Another messaging guide being developed by Kevin Kumashiro, an education policy expert and former dean of the University of San Francisco School of Education, aims to provide talking points that situate teaching within a democratic society while addressing systemic injustice. That means not shying away from “CRT in particular, which some other messaging guides either explicitly or implicitly recommend,” Kumashiro told The Intercept. His guide is set to be released publicly in the next few days, at which point some 100-plus groups that have endorsed it will help push the framework out with teach-ins, toolkits, and other actions.

Legal organizations — including the American Civil Liberties Union, Lambda Legal, the NAACP Legal Defense Fund, and the Lawyer’s Committee for Civil Rights Under the Law — are also exploring lawsuits to challenge anti-critical race theory bills. “We think that there are first amendment claims, potential vagueness claims, and potential equal protection claims – basically, racial discrimination claims – in some of these cases,” Emerson Sykes, an ACLU staff attorney, told The Guardian earlier this month. Sykes noted that there is precedent that K-12 students have First Amendment rights in receiving information through curricula.

“We should have the courage to let kids in on that little secret that we don’t all agree on what the correct historical narrative is.”

Lambda Legal successfully challenged former President Donald Trump’s executive order, issued in September 2020, that made federal funding contingent on avoiding so-called divisive concepts including critical race theory, systemic racism, and intersectionality. President Joe Biden rescinded the order in January, but this past spring and summer, states introduced new bills embracing some of the Trump order’s language.
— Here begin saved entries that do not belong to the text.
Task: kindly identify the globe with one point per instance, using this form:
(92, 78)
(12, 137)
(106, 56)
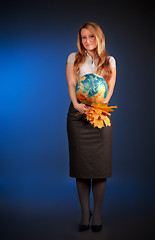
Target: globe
(91, 88)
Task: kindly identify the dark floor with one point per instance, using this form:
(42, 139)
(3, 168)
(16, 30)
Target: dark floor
(127, 214)
(46, 226)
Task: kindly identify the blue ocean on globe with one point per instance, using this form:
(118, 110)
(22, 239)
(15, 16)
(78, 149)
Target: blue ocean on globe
(91, 88)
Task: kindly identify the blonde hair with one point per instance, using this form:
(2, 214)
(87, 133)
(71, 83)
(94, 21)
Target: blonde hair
(103, 67)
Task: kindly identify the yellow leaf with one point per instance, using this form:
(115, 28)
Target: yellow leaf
(98, 123)
(107, 121)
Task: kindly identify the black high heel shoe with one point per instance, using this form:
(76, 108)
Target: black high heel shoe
(96, 228)
(83, 227)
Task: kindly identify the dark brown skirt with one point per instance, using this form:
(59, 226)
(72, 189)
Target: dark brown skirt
(90, 149)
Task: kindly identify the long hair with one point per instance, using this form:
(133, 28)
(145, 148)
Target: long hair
(103, 68)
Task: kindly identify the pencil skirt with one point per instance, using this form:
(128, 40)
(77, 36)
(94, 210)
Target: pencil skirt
(90, 148)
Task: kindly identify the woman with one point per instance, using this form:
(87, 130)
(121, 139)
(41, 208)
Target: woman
(90, 148)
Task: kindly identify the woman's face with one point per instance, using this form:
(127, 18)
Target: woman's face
(88, 40)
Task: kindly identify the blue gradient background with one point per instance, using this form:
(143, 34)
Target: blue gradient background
(36, 193)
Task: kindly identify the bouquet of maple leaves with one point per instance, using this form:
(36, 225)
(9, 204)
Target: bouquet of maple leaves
(98, 114)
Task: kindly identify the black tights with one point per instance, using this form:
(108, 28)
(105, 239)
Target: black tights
(98, 189)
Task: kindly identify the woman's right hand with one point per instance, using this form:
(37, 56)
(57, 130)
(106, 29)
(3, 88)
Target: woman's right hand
(81, 107)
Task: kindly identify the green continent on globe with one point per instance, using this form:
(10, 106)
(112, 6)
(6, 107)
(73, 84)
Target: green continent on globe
(91, 88)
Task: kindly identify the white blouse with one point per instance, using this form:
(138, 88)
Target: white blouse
(90, 64)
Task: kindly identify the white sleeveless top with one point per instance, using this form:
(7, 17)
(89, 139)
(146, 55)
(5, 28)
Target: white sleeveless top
(90, 64)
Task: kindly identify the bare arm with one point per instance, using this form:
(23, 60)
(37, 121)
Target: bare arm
(111, 85)
(71, 88)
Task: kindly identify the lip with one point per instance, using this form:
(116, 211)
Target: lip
(87, 45)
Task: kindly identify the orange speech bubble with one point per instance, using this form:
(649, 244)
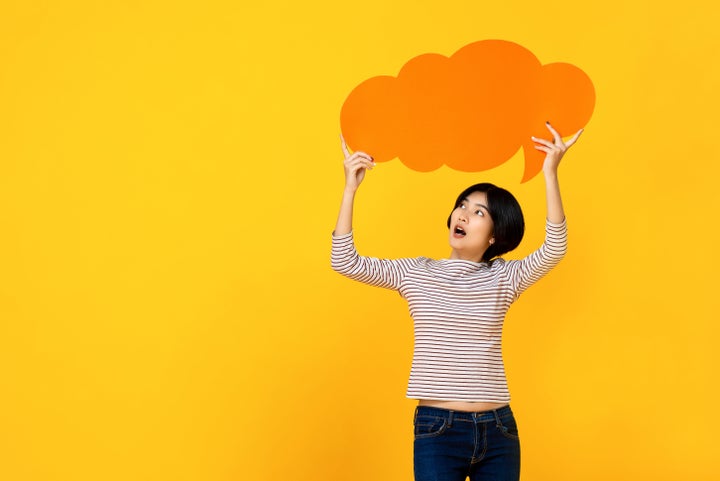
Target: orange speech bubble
(471, 111)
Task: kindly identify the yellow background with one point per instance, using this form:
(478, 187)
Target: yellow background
(170, 173)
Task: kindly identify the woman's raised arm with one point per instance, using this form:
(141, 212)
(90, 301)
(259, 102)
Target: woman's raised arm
(355, 166)
(554, 151)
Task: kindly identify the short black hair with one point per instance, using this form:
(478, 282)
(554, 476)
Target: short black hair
(505, 211)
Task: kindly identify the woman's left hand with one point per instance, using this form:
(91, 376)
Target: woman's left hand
(554, 150)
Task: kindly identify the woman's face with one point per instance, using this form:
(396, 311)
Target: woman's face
(471, 228)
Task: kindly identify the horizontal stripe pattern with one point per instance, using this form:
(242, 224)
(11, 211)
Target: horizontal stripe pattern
(458, 308)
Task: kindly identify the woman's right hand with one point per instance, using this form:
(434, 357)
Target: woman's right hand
(355, 166)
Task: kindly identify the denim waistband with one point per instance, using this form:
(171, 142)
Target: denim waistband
(475, 417)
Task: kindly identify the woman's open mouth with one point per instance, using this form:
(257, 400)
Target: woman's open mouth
(459, 232)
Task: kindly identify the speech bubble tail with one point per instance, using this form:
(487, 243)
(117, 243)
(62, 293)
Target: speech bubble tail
(533, 161)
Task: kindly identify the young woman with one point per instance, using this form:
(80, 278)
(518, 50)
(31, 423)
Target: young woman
(464, 426)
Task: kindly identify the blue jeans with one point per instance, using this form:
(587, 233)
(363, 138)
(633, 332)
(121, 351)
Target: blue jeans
(454, 445)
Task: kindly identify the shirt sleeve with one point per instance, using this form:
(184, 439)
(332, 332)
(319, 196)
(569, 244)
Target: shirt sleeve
(369, 270)
(525, 272)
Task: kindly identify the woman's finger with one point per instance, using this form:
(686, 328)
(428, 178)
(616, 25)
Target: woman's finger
(346, 152)
(547, 143)
(555, 133)
(362, 155)
(574, 138)
(357, 162)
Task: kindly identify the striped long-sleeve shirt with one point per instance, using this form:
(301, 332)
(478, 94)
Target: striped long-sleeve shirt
(458, 308)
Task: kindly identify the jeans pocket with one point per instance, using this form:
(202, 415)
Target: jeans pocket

Parallel legislation restricting curricula about LGBTQ+ people also cropped up this past spring, with Tennessee passing the first law in May, followed days later by Montana.

Stefan Lallinger, a fellow at the left-leaning Century Foundation think tank, told The Intercept that while he “applauds” the “teach truth” approach for its resistance to the attempted repression of education, he hopes that response efforts recognize history’s complexity. “Folks who are historians spend a lot of time thinking about the ways the stories of the past are told and know that many parts can actually be fairly subjective,” Lallinger said.

Jonathan Zimmerman, an education historian at the University of Pennsylvania, told The Intercept that while U.S. history curriculum has always been contested, from both the left and the right, historically most of the changes sought in textbooks and curricula were “efforts to include formerly excluded groups into this broader patriotic story.” When Zimmerman published “Whose America?: Culture Wars in the Public Schools” in 2005, he lamented that advocates were eliding tough questions about how including more groups in the traditional American melting pot story may challenge the story itself.

To Zimmerman, this moment feels different, like a real historical “inflection point.” His worry, though, is that rather than teach students competing narratives — say, the 1619 Project alongside a more traditional version of U.S. history — he fears that “we’re just going to replace one narrative with another. And we’ll just have fights over which narrative is correct.”

While Zimmerman is inherently suspicious of slogans like “teaching truth,” he does think that the way forward involves trusting students and teachers to form their own opinions. “We should have the courage to let kids in on that little secret that we don’t all agree on what the correct historical narrative is,” he said. “It’s depressing but not surprising that we don’t trust our teachers and students to make up their own minds about this.”

Correction: Aug. 2, 2021

This article has been corrected to attribute a comment, taken during a three-way phone call, to Anat Shenker-Osorio instead of Tinselyn Simms.